LOKAL is not a guarantee of privacy. There are many privacy risks in any computer and software.
That said, LOKAL can help you manage privacy in the following ways:
- LOKAL avoids you the need to send audios to third-party service providers, thereby reducing risk exposure.
- LOKAL allows you to avoid the need to consent to data usage terms that may (and often do) have troublesome concessions.
- LOKAL allows you to run transcriptions offline, so you can use LOKAL in an isolated transcription environment if dealing with extremely sensitive data.
LOKAL aims to assist humans with preparatory tasks rather than replace humans. Reducing the costs and time of initial speech-to-text conversion allows users to assign more resources on editing.
For the same reason, users remain in control and are responsible for the final quality of transcriptions and should therefore always remember that all AI models and systems have limitations.
LOKAL's limitations include but are not limited to:
- All models may present potentially high error rates.
- The segmentation and diarisation approaches and models used in these approaches can struggle with overlapping speakers.
- The transcription models can struggle with names, places, acronyms, and potentially, accents. Users must not use outputs without editing them.
- The transcription models can struggle with conversations taking place in different languages – an idea is to do multiple runs with different language selections and then join the results.

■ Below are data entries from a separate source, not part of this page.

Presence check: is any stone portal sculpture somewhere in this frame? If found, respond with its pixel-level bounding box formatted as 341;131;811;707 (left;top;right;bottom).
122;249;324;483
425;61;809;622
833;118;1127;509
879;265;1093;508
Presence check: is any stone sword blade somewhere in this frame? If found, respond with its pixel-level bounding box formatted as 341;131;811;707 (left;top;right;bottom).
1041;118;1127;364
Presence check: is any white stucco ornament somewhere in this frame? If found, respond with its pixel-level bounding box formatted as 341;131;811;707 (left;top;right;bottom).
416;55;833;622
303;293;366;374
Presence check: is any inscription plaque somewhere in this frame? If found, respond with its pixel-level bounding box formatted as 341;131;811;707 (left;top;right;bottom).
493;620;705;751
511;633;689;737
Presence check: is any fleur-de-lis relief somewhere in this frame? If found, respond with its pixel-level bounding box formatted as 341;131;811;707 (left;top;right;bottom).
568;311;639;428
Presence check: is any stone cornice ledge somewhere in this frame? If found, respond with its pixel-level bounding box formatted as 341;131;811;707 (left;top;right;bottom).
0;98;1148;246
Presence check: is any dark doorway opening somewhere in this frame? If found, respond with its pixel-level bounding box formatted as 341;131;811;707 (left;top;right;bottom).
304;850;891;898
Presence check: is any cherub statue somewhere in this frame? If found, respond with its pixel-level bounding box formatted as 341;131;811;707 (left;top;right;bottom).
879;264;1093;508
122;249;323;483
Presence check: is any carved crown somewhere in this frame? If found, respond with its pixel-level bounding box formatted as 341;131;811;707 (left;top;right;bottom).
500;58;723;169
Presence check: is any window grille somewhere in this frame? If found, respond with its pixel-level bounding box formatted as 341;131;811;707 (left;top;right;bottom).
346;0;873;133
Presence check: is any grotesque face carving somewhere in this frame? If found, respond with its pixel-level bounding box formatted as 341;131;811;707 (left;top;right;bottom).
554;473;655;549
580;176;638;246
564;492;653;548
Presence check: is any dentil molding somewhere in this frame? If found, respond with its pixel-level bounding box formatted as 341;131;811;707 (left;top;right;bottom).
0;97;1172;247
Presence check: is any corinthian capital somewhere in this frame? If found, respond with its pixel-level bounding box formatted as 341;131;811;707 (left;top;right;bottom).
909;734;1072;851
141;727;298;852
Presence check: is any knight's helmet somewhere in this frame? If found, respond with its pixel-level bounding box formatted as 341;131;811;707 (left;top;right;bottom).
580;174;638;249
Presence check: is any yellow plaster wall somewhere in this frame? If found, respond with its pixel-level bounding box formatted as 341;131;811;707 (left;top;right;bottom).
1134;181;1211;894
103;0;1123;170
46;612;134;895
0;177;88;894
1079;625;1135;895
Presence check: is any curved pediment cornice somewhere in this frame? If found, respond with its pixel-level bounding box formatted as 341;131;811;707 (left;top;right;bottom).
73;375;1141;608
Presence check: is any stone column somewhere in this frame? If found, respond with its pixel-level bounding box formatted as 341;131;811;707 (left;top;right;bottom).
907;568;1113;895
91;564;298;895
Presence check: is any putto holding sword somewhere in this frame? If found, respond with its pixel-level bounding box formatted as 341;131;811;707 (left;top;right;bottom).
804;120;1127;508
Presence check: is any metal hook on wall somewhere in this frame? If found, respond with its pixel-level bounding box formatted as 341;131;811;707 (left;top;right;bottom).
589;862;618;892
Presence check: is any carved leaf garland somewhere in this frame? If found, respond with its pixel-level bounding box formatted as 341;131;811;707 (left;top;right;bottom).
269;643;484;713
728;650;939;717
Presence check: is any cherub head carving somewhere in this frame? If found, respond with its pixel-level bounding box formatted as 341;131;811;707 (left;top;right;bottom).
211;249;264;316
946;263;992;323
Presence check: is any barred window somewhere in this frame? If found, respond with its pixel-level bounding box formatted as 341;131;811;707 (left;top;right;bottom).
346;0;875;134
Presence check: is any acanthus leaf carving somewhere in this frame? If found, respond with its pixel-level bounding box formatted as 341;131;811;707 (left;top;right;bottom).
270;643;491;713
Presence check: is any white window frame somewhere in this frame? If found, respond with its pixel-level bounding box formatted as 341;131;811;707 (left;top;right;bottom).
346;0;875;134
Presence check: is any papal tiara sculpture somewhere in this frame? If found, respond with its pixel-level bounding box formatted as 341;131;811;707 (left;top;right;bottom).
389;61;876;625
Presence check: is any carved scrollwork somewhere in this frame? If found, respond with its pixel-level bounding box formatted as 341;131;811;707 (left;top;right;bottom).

I made LOKAL as easy to install and use as possible. However do get in touch if you feel stuck: [email protected].
LOKAL (transcriptions) is released under an Apache 2.0 open source license. The code is available via GitHub.
LOKAL implements a non-commercial open-source approach I like to call "ugly mode". The user interface looks a little ugly, but all functionality works regardless of whether LOKAL is activated or not. There is, additionally, an option to make a voluntary payment to make the user interface pretty.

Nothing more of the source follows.